As part of the Fall Enrichment Program Dr. Luiz Rocha, Curator of Ichthyology at the California Academy of Sciences in San Francisco delivers a keynote lecture, ‘Into the Twilight Zone.’
We know more about the moon than about some places in our oceans. The Twilight Zone of coral reefs is among those places that we know very little about. These are reefs that lay between 60-150m (200-500 feet) depth and are home to a diverse animal community, but remain virtually unknown because they are very hard to explore. Submarines are not the right tool for the job: when you get close to those reefs with one, the critters in it quickly hide. Traditional scuba diving limits you to the top 40m, so scientists rarely venture to those depths.

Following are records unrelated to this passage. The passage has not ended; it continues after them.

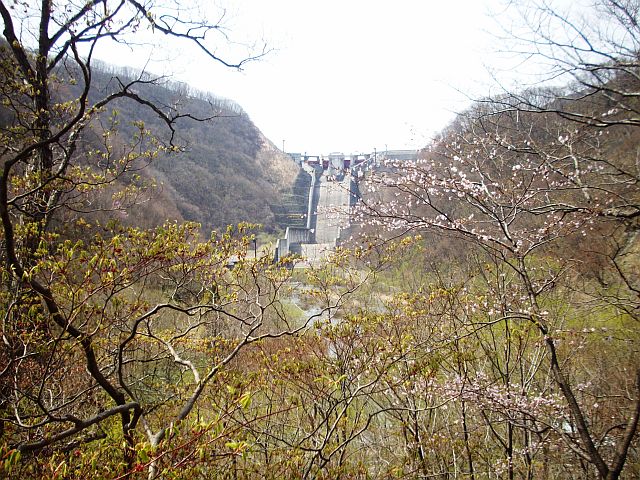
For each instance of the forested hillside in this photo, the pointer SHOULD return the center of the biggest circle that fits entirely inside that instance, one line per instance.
(484, 324)
(223, 170)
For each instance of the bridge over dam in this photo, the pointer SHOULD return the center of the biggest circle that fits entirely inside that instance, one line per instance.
(331, 196)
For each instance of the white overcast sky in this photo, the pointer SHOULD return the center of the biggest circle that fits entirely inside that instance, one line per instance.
(346, 75)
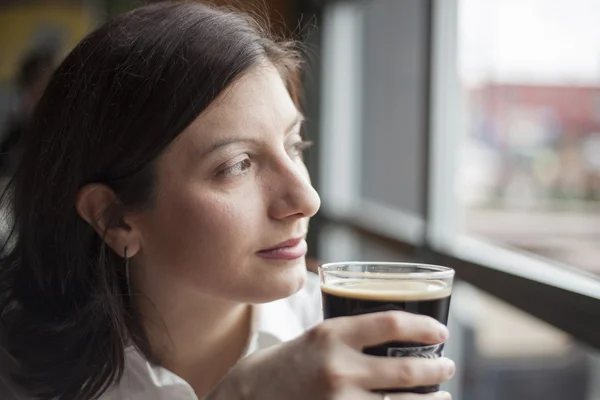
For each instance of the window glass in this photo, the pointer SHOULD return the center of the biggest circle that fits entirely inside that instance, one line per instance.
(529, 160)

The California Academy of Sciences is one of only three institutions worldwide with a team exploring those reefs. To do that, Luiz Rocha and his colleagues use technical mixed gas rebreather diving, which requires hundreds of hours of training. The result? We are finding species that are new to science at an unprecedented rate (on average about 4 new species per hour of exploration). But it’s not just the novelty that excites us. For decades those deeper reefs were thought to serve as a “refuge” for threatened shallow coral reef animals. However, our surveys are showing that they harbor a unique and also threatened community. These results are changing the way we manage and conserve coral reefs throughout the world.